Wednesday, February 15, 2012

On being Thankful

I was over at Sew Passionate, this morning reading a blog post about making some Ballard inspired chalkboards. If you haven’t seen them yet, you really should check ‘em out…they are adorable! Any who, as I sat reading the post and seeing the photos of her father’s workshop I noticed that I had a smile on my face. Not a huge, this is funny smile…a soft, truly happy smile. Soon after, I began to cry.


You see, three months ago, I lost my Grandfather, and the world lost a very special man. While he was 85 years old, his death was completely unexpected. He was a health and fitness buff that made his appearance at the local gym not once, but twice daily! He could weight lift more than men half his age, and prided himself on it. While this part of his life was important to him, it was by no means related to what he did for a living.


My Grandfather spent his working years cutting. First as a skilled meat cutter (something he continued to do as a hobby with beef from the family farm, or a prize slab of venison after hunting season), and lastly a wood worker (as a home business he had with my Grandmother). He was a creative man, with talents that made the world around him a beautiful one. He spent many hours in his wood shop, and I can happily say that I spent many hours out there with him….by his side, playing in sawdust, watching as he meticulously cut, drilled, glued and sanded. As I got older, I was intrigued by the process. I remember watching to see how he arrived at his final product. So many times, I was amazed at the way his mind worked. He could come up with ways to do things that most would never imagine.

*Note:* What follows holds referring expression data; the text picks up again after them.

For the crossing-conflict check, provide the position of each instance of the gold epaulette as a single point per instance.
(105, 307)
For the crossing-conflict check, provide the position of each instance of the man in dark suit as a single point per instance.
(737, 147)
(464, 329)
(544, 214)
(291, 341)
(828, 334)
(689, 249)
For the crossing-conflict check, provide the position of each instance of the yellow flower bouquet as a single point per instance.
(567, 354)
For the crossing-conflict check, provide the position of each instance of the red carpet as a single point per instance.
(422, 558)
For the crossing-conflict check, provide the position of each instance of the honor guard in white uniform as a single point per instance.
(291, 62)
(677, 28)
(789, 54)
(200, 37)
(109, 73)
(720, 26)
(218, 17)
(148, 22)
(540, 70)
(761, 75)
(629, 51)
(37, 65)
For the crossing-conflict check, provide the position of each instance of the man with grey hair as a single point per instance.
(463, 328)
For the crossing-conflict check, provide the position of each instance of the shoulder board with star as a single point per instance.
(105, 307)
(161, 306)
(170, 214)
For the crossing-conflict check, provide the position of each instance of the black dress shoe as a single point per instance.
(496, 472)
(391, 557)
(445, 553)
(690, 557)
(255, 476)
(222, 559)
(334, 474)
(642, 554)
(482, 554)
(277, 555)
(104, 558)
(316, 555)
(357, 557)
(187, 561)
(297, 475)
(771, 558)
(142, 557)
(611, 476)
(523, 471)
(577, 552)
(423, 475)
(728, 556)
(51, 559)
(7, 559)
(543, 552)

This different mind of his didn’t only apply to his work. He was a different man. One who loved to give, but had no remorse for those who take. He was a family man to the end. If anyone ever crossed a Fred (my maiden name), you had better look out. He was the BEST sports fan a kid could ever ask for. The Saturday before his stroke, he drove an hour to our small town to watch my 5 year old play a soccer game. He would arrive early, cheer hard, and be the last one to leave (but not before he congratulated the hard work and gifted them with Snickers bar and cash…what more could a kid ask for?). This was the routine of he and my Grandmother for every sporting event of every grandchild. I am so thankful that he was here long enough to experience it for a few of his great-granddaughter’s. Throughout my life, this difference was perceived in a multitude of ways. It wasn't until his last week of life that I realized who he truly was….and it’s really quite simple. You do good by people, and people will do good by you. To some, he may not have seemed to have been the best at forgiveness, but I believe it’s because he felt so deeply, which also meant that he hurt deeply.

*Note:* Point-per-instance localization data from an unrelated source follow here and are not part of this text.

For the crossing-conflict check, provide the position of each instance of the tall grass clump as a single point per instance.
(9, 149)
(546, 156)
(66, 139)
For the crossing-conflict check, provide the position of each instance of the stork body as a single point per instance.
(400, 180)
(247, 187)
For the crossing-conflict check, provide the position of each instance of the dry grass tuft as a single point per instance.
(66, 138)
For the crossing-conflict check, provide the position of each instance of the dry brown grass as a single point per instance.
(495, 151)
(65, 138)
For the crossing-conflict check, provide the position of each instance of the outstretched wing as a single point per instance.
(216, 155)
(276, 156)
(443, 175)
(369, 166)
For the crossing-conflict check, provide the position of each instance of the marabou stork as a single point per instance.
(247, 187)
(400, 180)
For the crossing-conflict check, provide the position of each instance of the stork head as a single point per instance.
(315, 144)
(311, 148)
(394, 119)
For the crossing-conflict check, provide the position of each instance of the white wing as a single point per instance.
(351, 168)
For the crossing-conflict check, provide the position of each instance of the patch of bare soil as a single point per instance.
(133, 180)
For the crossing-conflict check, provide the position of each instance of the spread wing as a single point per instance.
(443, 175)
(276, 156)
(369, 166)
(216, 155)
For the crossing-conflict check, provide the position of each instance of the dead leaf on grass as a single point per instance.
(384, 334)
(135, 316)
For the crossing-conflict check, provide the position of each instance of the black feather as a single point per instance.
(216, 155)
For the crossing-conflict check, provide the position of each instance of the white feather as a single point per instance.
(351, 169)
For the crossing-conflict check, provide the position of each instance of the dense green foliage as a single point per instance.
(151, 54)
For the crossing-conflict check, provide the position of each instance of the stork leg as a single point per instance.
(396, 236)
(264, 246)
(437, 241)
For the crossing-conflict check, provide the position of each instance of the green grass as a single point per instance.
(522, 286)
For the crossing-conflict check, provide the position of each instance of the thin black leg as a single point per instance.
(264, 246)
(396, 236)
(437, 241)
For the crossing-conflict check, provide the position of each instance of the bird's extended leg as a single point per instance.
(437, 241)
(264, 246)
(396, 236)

Following the unfortunate stroke that ultimately took his life, he spent a week of torture in numerous hospitals. It was an emotional roller coaster for everyone involved. A strong, proud, man whose body has been part of everything that has ever meant anything to him, now stuck in a hospital bed, with a sound mind, and depending on others to do nearly everything for him. Happy to have lived an incredible life, he was ready now ready for it to be over. For one week, he stuck true to his family values and humored us as we exhausted all possibilities for surgeries and cures. But, at the end we made the most difficult decision a family can make, and returned the favor by telling the team of doctors to let him go in peace. I pushed my Grandmother’s wheelchair into his room and we each took our places on either side of his bed. It was then that we told Grandpa he got his last wish. The doctors would no longer be poking and prodding, he could now just, “go to sleep”, as per his request. Before he went, we were given a gift. A short period of time where we could talk about memories, thank him for all he had done, and joke, as our family often does. We listened to country music, and we cried. As a family, we experienced something that no family should ever have to experience. I held my Grandfather’s hand as he took his last peaceful breath, and I am thankful to have been able to be there for him.


So, those memories of his wood shop, the sporting events, holidays, weddings, babies, they are all so dear to my heart. And I am thankful for the memories that that post brought back for me.

1 comment:

  1. I know exactly what you mean. I lost my dad last summer after a year and a half struggle with cancer. It was hard to see this once strong man, who had build every house he had ever own and many for others, had driven trucks across contry and a union rep for other drivers, and master wood worker, dwindle away before my eyes.
    But I have finally been able to get to a good place. I can remember him as he always was and not the last couple of years. I can look at things and think "dad would really enjoy this" without turning into a blubbering mess.